Archaeologists Unearth Bronze Age Homes, Medieval Bulgarian Settlement in Rescue Excavations on Hemus Highway’s Route
The archaeologists working on the rescue excavations on the projected route of the Hemus Highway in Northeast Bulgaria have found homes from the Bronze Age as well as a medieval settlement from the period of the First Bulgarian Empire.
The rescue archaeological excavations along the route of the new section of the Hemus Highway between the city of Shumen and the town of Belokopitovo in Northeast Bulgaria have been led by Assist. Prof. Lyuben Leshtakov from the National Institute and Museum of Archaeology of the Bulgarian Academy of Sciences.
The archaeologists have already completed their work but the discoveries have been made public only now.
They have excavated a medieval Bulgarian settlement from the 9th-10th century AD, the period of the First Bulgarian Empire (632/680-1018 AD), as well as Bronze Age homes, reports Darik Radio Shumen.
An inter-departmental commission of the Bulgarian government has already visited the archaeological sites from the Bronze Age and the medieval Bulgarian Empire, which will remain under the Hemus Highway.

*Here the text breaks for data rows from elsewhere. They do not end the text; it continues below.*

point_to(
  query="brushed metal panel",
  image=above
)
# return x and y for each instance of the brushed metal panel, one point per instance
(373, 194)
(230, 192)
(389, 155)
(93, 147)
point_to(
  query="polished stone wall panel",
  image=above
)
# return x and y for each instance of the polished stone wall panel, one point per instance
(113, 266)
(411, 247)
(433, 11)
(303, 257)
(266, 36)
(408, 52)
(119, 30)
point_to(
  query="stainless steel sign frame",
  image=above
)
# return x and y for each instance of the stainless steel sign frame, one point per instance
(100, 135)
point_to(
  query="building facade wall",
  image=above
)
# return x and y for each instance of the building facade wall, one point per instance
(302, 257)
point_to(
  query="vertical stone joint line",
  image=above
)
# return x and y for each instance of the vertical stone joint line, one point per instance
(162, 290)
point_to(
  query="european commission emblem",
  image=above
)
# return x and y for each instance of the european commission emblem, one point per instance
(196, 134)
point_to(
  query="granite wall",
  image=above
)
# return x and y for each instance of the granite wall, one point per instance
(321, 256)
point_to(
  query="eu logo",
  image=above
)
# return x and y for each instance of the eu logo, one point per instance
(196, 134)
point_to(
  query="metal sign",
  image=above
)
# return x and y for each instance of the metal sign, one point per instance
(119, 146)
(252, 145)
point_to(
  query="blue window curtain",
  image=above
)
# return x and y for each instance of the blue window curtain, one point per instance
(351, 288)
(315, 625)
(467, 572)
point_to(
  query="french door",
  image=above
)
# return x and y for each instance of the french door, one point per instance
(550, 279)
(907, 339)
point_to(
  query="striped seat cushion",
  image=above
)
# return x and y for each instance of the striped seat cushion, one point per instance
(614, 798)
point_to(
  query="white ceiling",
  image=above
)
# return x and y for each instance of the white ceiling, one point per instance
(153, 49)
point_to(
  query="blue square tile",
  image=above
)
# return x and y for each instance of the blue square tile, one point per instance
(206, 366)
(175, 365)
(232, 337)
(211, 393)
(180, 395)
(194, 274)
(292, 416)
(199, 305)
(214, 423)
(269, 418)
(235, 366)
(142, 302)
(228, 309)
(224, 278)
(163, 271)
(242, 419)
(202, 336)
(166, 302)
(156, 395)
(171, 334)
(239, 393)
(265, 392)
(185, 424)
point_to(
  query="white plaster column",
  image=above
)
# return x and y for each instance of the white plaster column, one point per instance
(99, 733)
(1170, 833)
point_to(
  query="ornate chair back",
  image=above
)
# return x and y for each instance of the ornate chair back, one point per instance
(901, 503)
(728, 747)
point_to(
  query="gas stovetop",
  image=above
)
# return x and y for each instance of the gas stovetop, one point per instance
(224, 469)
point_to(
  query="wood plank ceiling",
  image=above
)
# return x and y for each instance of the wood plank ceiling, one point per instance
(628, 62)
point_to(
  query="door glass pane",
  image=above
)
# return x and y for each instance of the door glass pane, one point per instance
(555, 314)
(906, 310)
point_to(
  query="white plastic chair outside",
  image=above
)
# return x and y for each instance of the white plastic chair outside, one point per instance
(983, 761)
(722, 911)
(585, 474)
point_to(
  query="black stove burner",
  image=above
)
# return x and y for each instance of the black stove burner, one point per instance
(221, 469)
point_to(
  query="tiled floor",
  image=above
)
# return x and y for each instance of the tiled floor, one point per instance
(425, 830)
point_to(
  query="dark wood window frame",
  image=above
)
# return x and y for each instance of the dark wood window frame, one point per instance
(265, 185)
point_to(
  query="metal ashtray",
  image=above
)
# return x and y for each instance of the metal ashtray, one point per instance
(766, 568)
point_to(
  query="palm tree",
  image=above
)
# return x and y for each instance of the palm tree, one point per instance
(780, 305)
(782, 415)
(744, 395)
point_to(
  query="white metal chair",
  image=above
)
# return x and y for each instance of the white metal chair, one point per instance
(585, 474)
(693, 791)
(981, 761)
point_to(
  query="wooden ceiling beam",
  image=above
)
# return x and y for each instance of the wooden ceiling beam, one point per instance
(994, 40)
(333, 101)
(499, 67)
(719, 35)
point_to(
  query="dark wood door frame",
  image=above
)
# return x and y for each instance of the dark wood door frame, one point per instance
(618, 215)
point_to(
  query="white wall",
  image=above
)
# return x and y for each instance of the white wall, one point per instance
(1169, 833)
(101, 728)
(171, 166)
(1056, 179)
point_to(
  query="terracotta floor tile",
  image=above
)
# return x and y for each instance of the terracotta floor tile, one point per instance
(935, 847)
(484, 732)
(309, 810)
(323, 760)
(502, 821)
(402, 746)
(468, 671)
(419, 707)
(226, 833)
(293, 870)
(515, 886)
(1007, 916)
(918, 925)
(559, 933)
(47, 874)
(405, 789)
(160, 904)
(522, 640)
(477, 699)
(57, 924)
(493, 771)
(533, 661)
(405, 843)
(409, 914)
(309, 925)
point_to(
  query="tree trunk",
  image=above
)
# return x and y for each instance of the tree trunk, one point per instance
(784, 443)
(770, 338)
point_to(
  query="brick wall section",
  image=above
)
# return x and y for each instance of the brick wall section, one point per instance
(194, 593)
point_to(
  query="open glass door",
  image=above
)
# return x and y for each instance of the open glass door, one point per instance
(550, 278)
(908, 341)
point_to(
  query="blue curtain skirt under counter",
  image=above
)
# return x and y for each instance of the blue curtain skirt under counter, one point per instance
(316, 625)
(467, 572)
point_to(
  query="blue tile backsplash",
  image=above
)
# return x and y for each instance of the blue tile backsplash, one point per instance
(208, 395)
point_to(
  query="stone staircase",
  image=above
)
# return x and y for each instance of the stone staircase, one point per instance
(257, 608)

“As part of the Bronze Age architecture we revealed a burned-down house made of tree trunks stuck in the ground, and covered with wattle. We have found that the inner side of the walls was decorated with single or double rhomboids. The home had a furnace which means they had metallurgy,” Leshtakov is quoted as saying.

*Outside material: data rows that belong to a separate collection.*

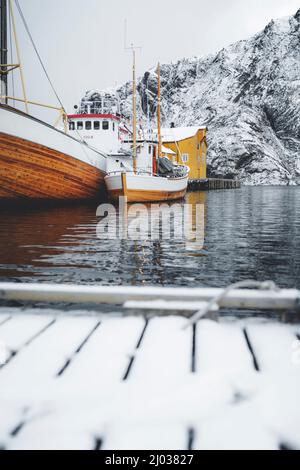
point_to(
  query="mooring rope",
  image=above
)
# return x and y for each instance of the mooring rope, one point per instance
(215, 301)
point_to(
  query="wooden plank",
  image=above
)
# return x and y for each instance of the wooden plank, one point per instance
(47, 355)
(165, 353)
(160, 369)
(21, 329)
(82, 395)
(274, 345)
(146, 436)
(241, 298)
(234, 428)
(4, 318)
(225, 363)
(105, 358)
(221, 347)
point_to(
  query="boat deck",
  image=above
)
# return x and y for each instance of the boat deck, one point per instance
(84, 381)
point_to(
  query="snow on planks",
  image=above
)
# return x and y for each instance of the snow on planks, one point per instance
(91, 382)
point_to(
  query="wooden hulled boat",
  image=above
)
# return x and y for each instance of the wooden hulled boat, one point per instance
(40, 162)
(152, 178)
(37, 160)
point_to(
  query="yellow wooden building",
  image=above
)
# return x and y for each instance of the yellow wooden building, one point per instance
(188, 146)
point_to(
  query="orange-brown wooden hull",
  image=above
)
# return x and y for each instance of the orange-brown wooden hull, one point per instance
(146, 196)
(32, 171)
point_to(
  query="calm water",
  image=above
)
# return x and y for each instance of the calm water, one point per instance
(248, 233)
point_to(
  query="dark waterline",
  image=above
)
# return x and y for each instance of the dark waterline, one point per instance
(252, 232)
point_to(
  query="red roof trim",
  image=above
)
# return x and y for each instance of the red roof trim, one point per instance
(88, 116)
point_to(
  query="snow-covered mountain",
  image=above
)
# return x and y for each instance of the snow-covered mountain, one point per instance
(249, 97)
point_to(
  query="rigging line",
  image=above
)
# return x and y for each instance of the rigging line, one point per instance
(37, 53)
(11, 54)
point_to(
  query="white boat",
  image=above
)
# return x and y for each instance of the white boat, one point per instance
(145, 188)
(152, 177)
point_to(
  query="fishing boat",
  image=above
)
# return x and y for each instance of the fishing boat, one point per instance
(153, 177)
(37, 160)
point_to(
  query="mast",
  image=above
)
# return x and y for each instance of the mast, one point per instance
(134, 113)
(158, 111)
(3, 47)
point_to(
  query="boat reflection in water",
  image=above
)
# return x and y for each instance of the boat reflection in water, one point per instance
(62, 244)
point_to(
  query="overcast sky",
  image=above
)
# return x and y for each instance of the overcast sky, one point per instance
(82, 41)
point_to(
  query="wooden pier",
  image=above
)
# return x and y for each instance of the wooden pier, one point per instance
(86, 380)
(213, 183)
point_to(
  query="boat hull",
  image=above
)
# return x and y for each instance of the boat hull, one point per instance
(50, 166)
(145, 188)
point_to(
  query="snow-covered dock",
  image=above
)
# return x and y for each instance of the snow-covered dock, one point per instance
(103, 381)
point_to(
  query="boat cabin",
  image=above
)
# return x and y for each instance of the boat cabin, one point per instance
(146, 151)
(99, 123)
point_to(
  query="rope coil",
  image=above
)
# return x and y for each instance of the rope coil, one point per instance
(215, 302)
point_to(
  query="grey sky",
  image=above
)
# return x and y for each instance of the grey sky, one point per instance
(82, 42)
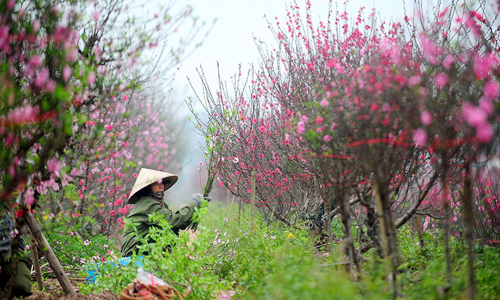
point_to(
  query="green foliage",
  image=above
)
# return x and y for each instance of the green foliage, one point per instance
(424, 274)
(179, 260)
(272, 262)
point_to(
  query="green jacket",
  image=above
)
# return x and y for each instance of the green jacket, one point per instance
(143, 208)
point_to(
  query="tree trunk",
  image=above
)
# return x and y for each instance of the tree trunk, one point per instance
(49, 254)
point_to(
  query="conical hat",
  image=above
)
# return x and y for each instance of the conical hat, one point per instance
(148, 176)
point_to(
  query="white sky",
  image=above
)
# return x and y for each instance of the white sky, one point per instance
(231, 42)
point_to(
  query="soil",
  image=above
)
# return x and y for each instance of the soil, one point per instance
(53, 291)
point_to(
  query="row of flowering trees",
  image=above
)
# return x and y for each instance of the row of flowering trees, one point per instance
(399, 117)
(82, 103)
(79, 101)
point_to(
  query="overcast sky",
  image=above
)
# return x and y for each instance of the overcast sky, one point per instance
(231, 42)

The construction of the 8-kilometer section of the Hemus Highway, a road designed to connect the Bulgarian capital Sofia with Varna on the Black Sea coast through Northern Bulgaria, started in 2013.
The highway section, whose construction costs BGN 65 million (app. EUR 33.2 million), is supposed to be launched on July 15, 2015. However, the deadline might not be observed because the rescue archaeological excavations took 20 days longer than originally planned.